If weight lifting is combined with a balanced diet it can have a major impact on health.   The main advantage of weight lifting, compared with any other form of exercise is that the benefits continue after the exercise has taken place, even when you are asleep.  This is because weight lifting increases the muscle percentage in the body and since muscles use up more energy than fat they increase the overall metabolic rate of the body.


Doing compound strength training exercises such as dead lifts, bench or squat presses uses a vast number of muscles and will strengthen the key muscles around the spine.  Weight training is also particularly effective for anyone who has experienced a sporting injury and no longer able to run or take part in cardiovascular exercise such as running or exercise bikes.

 Another side benefit of using weights such as dumbbells is that it can improve posture.  By having to achieve the correct posture in order to lift weights, may educate the body and encourage an improved posture even when not training.   Strength training exercise such as dead-lifts use a large number of muscles and can improve the muscles located in the spine.   In addition to this recent research has indicated that weight training can have a positive impact on blood pressure, body fat and insulin resistance.



Does Weight Training Promote Weight Loss?
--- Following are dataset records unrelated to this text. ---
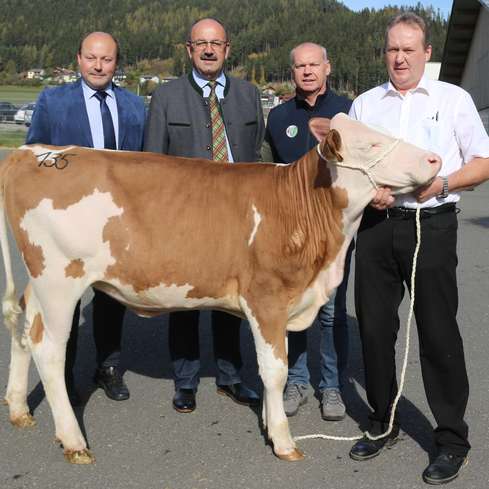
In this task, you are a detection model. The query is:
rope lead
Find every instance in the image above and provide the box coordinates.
[294,205,421,444]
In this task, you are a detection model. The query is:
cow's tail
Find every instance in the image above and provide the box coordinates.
[0,157,23,340]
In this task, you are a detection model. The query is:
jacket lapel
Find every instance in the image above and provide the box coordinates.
[73,80,94,147]
[114,86,127,149]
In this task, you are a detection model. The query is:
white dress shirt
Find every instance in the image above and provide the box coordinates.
[192,69,234,162]
[349,75,489,208]
[81,80,119,149]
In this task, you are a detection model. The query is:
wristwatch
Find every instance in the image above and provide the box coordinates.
[438,176,449,199]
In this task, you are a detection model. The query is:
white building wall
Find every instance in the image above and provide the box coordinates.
[461,6,489,131]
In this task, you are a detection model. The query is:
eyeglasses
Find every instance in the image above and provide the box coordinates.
[188,40,228,50]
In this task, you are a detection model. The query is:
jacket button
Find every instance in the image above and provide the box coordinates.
[206,145,211,150]
[206,123,210,128]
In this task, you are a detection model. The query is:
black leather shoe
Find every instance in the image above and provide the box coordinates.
[349,432,399,461]
[173,389,196,413]
[422,453,468,485]
[217,383,260,407]
[94,366,130,401]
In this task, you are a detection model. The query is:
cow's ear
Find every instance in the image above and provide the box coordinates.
[309,117,331,142]
[320,129,343,162]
There are many benefits to cardiovascular exercise and there is no doubt that this is a great way of burning fat and expending calories.  However, weight training develops your muscles and this is just as important as maintaining a healthy heart and lungs.   For those of you that are weighing scale slaves, don’t expect a drastic change as muscle is heavier than fat so as fat decreases and muscles increase the overall impact on weight may be negligible.   Don’t be too disappointed though as even the change to weight may be minimal there will be a visible change in your body’s appearance as your body becomes slimmer and more toned.

How Often Should I Train?

When starting to weight lift, as with any sporting activity, it is important to begin gradually and not to overdo it.   Even doing two short 15-20 minutes per week can have a major impact on your overall health but it is important to give your body a day or two to rest and recover between sessions.  Going flat out seven days, a week won’t be beneficial to your health and will simply wipe you out.  

Each time you use a muscle it becomes slightly damaged and so needs rest to allow your body time to repair it.  This is why it is important to have rest days in between the training days as your muscles grow when you are resting.

Should I use a Gym Strap?

If you are new to weight lifting you may wish to consider using a gym strap.  The overall aim of the gym strap is to improve your grip of the weight.  It is used by putting one end around your wrist and then wrapping the other end around the e.g. dumbbells which you wish to lift.  Essentially the weight is then fastened onto your wrists and stops it from sliding out of your grip.

There are lots of reasons why the weight might slide out of your hands.  It may be that you are sweating, have a low grip strength or simply that you are fatigued.  Rather than considering them as an “easy option”, it is important to remember that gym straps are simply a training aid which will allow you to complete your training schedule.

Gym straps do not have to be used all the time but can be used as and when required, for example in the latter half or your training session when your hands are fatigued.  Using gym straps can enable you to complete your weight training safely and to achieve the body you desire.